Sunday 16 June 2013

Church music

OK, I want to start this particular set of rants by a simple and bland statement:

99% of music in church for worship is unmitigated crap.

Note that I do not mean that the musicians are not talented, at least some of the time. Or the worship-leaders and song-choosers are not doing the best they can. If all you have is crap, and everyone expects the same sort of crap, you have to provide crap.

I am at Sonar, and have all sorts of thoughts coming from it - Sonar is a music festival in Barcelona, mainly focusing on "modern" - generally electronically inspired music. Kraftwerk were headlining one night, the band who have inspired many of the other acts, I suspect.

I went to hear Elektro Guzzi the other day. They are not everyone's style, I would accept - 50 minutes of bass, drum and guitar playing, somewhat avant-garde.And pretty load - at the ear abuse loud level.

And yet I was there dancing away (and I have another post on dancing, so I will put my comments there), along with many others, and enjoying myself. That was, for me, a form of worship. It was engaging with the music to help me touch something of the Numinous - the divine that is other.

And yet I have heard - not specifically to that, but in general - "how can you worship to that?" to which I have two answers.
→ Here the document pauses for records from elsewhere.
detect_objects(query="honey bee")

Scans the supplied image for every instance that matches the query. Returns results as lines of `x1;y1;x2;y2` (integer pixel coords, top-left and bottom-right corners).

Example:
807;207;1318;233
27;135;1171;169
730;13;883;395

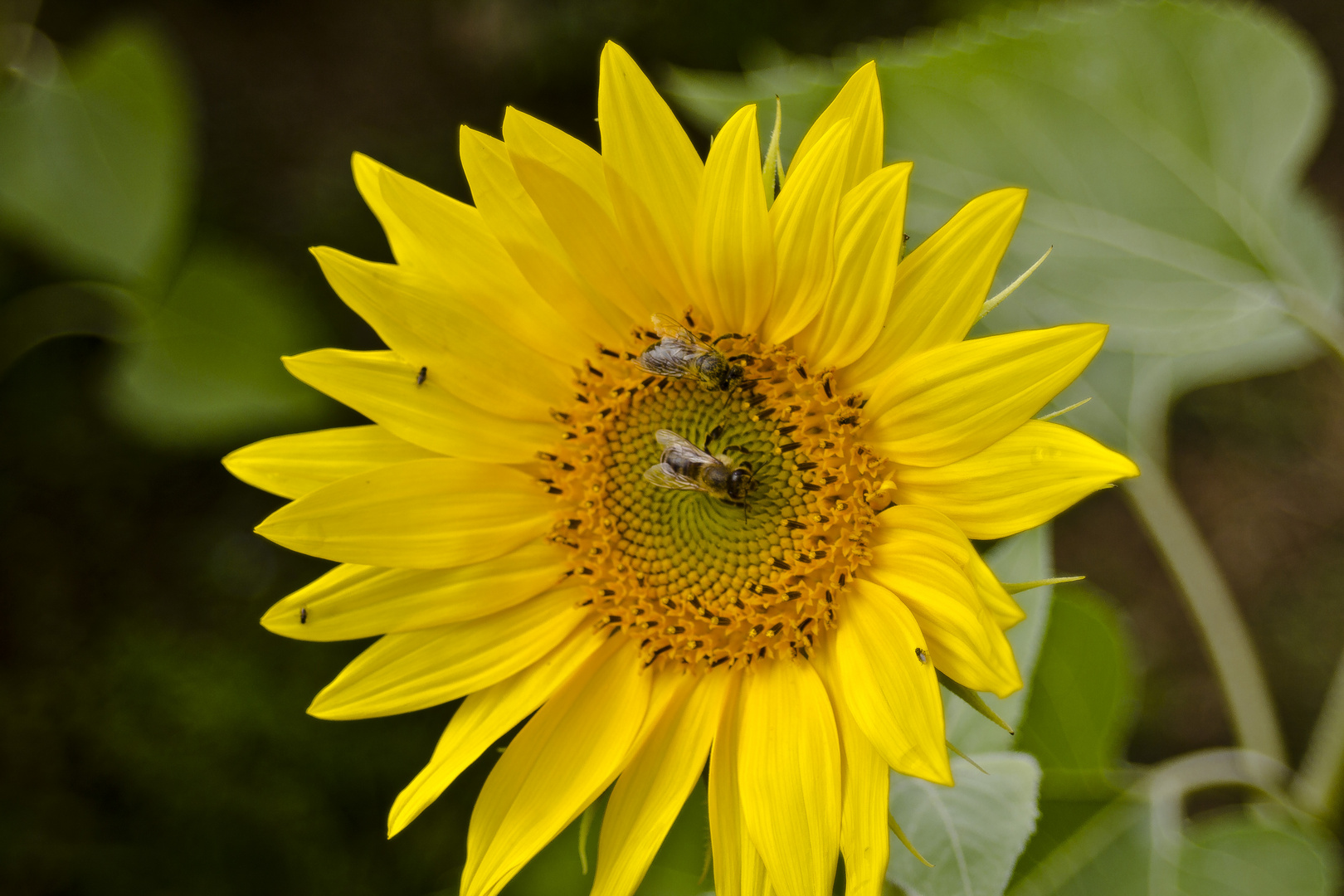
635;314;742;391
644;430;754;505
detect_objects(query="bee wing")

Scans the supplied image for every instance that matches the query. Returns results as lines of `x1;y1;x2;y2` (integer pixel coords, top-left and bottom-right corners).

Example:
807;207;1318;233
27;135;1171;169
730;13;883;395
653;313;700;345
644;464;704;492
635;343;698;379
653;430;718;466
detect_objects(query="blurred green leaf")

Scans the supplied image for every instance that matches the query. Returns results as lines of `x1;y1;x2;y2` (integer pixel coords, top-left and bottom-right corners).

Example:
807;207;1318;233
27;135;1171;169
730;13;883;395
1015;584;1134;876
0;27;192;285
1010;796;1340;896
670;2;1344;459
887;752;1040;896
942;523;1055;753
1010;794;1145;896
1016;584;1134;786
1180;813;1340;896
109;241;331;446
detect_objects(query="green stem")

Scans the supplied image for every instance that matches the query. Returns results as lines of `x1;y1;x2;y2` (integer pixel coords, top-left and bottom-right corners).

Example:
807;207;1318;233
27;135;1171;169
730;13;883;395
0;284;136;375
1125;457;1288;763
1293;655;1344;818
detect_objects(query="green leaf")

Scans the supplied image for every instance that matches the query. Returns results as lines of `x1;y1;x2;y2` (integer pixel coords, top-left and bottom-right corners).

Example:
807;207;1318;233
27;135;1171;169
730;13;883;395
942;523;1054;753
1010;796;1340;896
1015;584;1134;876
109;241;332;446
0;27;192;285
672;2;1344;453
1008;794;1145;896
1016;584;1134;792
887;752;1040;896
1180;813;1340;896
1. Watch the audience, the musicians. Get involved. And then reassess your definition of worship, if you still need to.

2. How can you actually worship to some anodyne 70's MoR music? Which is roughly the genre of most "contemporary" worship music. It is boring elevator music. The words are meaningless unless you are part of the "elite" who understands Christian-speak. And are therefore a theological exploration. How on earth can you worship to that?

Later that day - well moderately early the following morning, actually - I was listening to a Skrillex set. I think I was the oldest person there - probably by over a decade. I suspect that I was the only one there with a theological qualification. It was 4:15 in the morning, and theologians tend to spend that time finishing carefully worded arguments not listening to brostep at an insane volume.

Once again, it is not everyone's cup of tea. Not entirely mine either, in fact, but I was glad I went, glad I got a chance to hear him. This raised a different question for me, another interesting one. If this is what younger people listen to - and believe me, they do - how on earth can we expect them to come into church and sing to kum-by-yah sound-alikes? Why would they? Why should they?

Of course, a lot of the answers you get to this boil down to the fact that these are not really the sorts of young people we are reaching out to. We are really looking for nice, respectable, classical-music-liking youngsters. Or at least, MoR-liking youngsters. These are the ones we can possibly reach, and they are hard enough. We will leave the clubbing-Skrillex fans to the youth worker, who can mold them into the shape we like first.

I see some 20-30 thousand young people who God loves and cares for, whom he wants to reach, screaming and shouting and having a good time, and I wonder how on earth it is possible to reach them, to enable them to engage with a wonderful, loving God. A God who, I suspect, loves the banging beats rather more than we suspect.